Pertikaian ini mustahil untuk dihindari, Edwin tampak gelisah karena kemauan yang diajukan apalagi mengenai pertanyaan memang harus diberi jawaban. Edwin yang semula masih bisa menahan untuk tidak menggunakan mulutnya mengungkap keadaan ini mulai gemetar. “Ini… Bukan dari depkolektor itu Zhachza tapi…,”
Ucapan terjeda karena Edwin bimbang jika berbohong maka Zhachza akan berurusan dengan ulah itu. ”Ini...Ulah pria yang ngaku-ngaku dia anak tirimu.”
Zhachza mengerjap menahan air mata di sana. Richard? Nama itu selalu saja mengusik pikiran dalam ulah yang tak bisa Zhachza hindari atau menjaga jarak saja saat ini mustahil, status mereka telah berubah. “Kapan dia ke sini?”
“Tadi malam.” Jawab Edwin lirih.
“Apa? Jadi Om dikurung semalaman di gudang?” Zhachza tak pernah mengira ini akan terjadi.
“Om yang milih bersembunyi di sana Zhachza, Om takut.” Jawab Edwin masih dengan bibir bergetar.
Zhachza kembali membasahi handuk kecil lalu mengusapkan ke bagian pipi juga kening Edwin yang memar, lembut hingga darah mengiringi di sisi luka itu hilang, kemudian Zhachza memberikan alkohol lalu mendiamkan sejenak hingga luka itu sedikit mengering sesaat itu Zhachza berpikir mengenai Richard hingga berkeinginan mengatakan hal ini kepada David.
Mustahil. Zhachza hanya akan dianggap sebagai wanita lemah mengandalkan seorang David di depan Richard, tentunya ia harus menghadapi semua ini sendiri. “Nanti kalau lukanya udah aku kasih obat, Om makan ya! Aku bawa cemilan kesukaan Om, juga aku beli hape baru buat Om.”

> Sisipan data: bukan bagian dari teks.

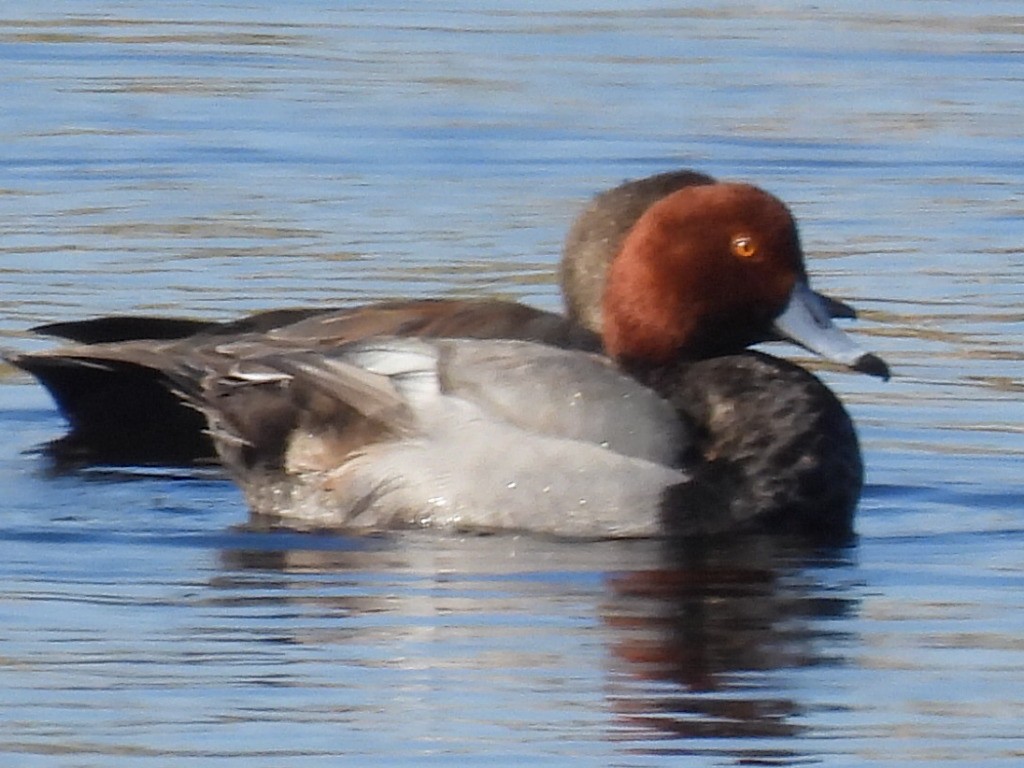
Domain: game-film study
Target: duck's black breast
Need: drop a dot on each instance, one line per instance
(775, 450)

“Ya ampun, kamu repot-repot. Lagian kan hape buat apa Zhachza?”
“Kok buat apa sih? Ya buat apa aja Om, bisa main game, chatting, dan biar gampang kalau aku hubungi Om, tau keadaan Om.” Zhachza menjelaskan.

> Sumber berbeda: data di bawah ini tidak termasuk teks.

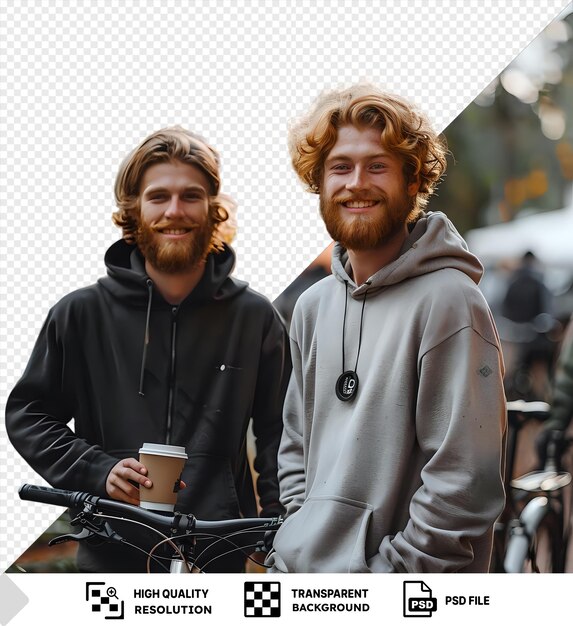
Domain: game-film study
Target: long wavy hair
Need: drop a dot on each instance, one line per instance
(403, 130)
(169, 144)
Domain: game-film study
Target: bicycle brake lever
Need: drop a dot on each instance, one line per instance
(81, 536)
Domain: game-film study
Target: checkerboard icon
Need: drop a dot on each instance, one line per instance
(262, 599)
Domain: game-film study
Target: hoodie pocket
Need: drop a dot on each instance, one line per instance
(327, 534)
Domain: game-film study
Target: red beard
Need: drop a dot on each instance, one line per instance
(365, 231)
(173, 257)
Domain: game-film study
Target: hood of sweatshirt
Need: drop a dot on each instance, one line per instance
(433, 243)
(127, 279)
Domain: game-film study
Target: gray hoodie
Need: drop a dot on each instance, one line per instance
(406, 476)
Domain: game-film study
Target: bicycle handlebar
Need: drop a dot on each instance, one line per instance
(178, 522)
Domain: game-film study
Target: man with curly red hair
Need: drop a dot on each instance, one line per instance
(391, 455)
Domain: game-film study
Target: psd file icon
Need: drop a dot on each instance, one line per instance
(418, 599)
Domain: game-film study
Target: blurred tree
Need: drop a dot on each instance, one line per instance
(512, 148)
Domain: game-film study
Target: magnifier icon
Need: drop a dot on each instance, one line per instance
(112, 593)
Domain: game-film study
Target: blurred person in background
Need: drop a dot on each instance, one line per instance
(561, 401)
(394, 421)
(529, 307)
(167, 348)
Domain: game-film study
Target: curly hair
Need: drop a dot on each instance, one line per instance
(404, 130)
(168, 144)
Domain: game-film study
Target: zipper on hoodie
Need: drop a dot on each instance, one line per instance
(171, 400)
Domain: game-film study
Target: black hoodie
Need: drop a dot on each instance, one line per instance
(207, 367)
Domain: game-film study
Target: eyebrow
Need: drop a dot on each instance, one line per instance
(156, 188)
(343, 157)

“Iya, kalau itu tau. Tapi… Nggak terlalu butuh Zhachza, mau buat apa? Kerja enggak, temen juga nggak ada.” Murung. Edwin menatap lantai sambil mengusap-usap luka di lengan.

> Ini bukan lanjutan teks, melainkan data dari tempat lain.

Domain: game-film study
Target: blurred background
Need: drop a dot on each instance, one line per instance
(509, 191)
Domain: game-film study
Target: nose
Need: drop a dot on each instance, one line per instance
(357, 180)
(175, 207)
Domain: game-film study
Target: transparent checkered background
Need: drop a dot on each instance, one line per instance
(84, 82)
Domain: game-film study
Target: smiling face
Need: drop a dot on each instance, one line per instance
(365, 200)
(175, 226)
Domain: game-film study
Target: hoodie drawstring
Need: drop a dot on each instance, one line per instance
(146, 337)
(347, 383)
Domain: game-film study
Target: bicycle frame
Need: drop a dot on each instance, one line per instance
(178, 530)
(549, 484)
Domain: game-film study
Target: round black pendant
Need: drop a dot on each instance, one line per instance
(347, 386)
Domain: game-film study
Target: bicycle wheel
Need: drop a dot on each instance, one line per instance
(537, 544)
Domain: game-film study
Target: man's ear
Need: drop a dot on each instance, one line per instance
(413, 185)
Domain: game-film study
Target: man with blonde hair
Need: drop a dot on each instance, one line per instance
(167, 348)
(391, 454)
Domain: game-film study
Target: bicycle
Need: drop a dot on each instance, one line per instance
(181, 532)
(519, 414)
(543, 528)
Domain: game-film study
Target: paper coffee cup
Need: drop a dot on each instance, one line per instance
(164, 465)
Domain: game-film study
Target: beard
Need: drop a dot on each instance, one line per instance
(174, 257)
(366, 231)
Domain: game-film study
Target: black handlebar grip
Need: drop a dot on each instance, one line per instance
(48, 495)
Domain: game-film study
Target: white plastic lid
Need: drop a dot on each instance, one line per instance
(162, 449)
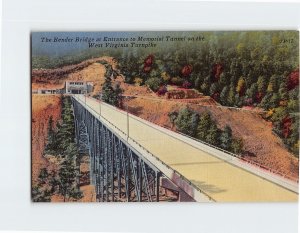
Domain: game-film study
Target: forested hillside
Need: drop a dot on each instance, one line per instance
(256, 69)
(237, 69)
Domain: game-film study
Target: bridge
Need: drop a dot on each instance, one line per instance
(132, 158)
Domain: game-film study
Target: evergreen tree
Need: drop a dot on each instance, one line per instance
(224, 95)
(203, 126)
(51, 140)
(231, 96)
(213, 134)
(183, 121)
(237, 146)
(226, 138)
(262, 84)
(283, 91)
(68, 175)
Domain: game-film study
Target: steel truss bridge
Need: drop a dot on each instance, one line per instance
(116, 169)
(123, 169)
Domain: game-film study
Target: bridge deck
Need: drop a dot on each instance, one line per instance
(218, 178)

Tatapan itu menjaring makna lain dalam perasaan, Zhachza tetap membalut luka di kening juga sisi wajah Edwin termasuk bibir. Pengaruh itu memulai sebuah rasa yang tidak tega jika suatu saat David akan mengajaknya pergi dari Indonesia, tentu Edwin yang hidup sebatang kara mengemban masalah ekonomi sendiri meski saat ini David telah menunjang segala sesuatunya.
“Om makan dulu ya, abis ini aku mau ke bar.” Zhachza menjumput pegangan pada kantung kresek, memindahkan makanan ke piring.
“Bar? Emang kamu masih kerja di sana?”
Zhachza menggeleng. “Aku cuma mau nemuin Cath, kemarin aku sempat liat dia di salah satu…,”
Ingat akan keadaan di mana Edwin masih saja berharap agar Cath memiliki perasaan yang sama, Zhachza memilih diam enggan lagi berkata akan hal itu. Kemudian ia mencoba mengubah topik pembicaraan tapi Zhachza menemukan wajah itu nampak kecewa, ia pun merasa ini adalah kesalahan jika berbicara mengenai sahabatnya.
“Kenapa dia?” Tanya Edwin yang masih menanti jawaban Zhachza.
“Waktu aku sempat ketemu Cath di bar, tapi aku nggak tau dia mau ngapain ke sana.” Jujur saja, Zhachza tidak akan sanggup berkata jujur mengenai hari itu.
“Pasti ketemu sama pacarnya.” Jawab Edwin semakin lesu.
“Nggak tau juga Om, lagian kan… Om nggak perlu berharap lebih sama dia. Cath bukan wanita yang Om butuhkan, dia cuma menjadi ketertarikan aja buat Om.” Sebenarnya Zhachza ragu mengatakan hal itu.
“Iya.”
“Udah, Om makan ya! Besok aku temenin cek up,” Zhachza menyiapkan tatakan kecil dan garpu untuk Edwin. “Tapi kalau nggak ada halangan, soalnya aku sama David ada acara.”
Edwin mulai membelah pisang dilumuri keju, menikmati aroma wangi di sana lalu dengan satu gigitan ia menikmati rasanya. “Ngomong-ngomong David itu gimana? Baik?”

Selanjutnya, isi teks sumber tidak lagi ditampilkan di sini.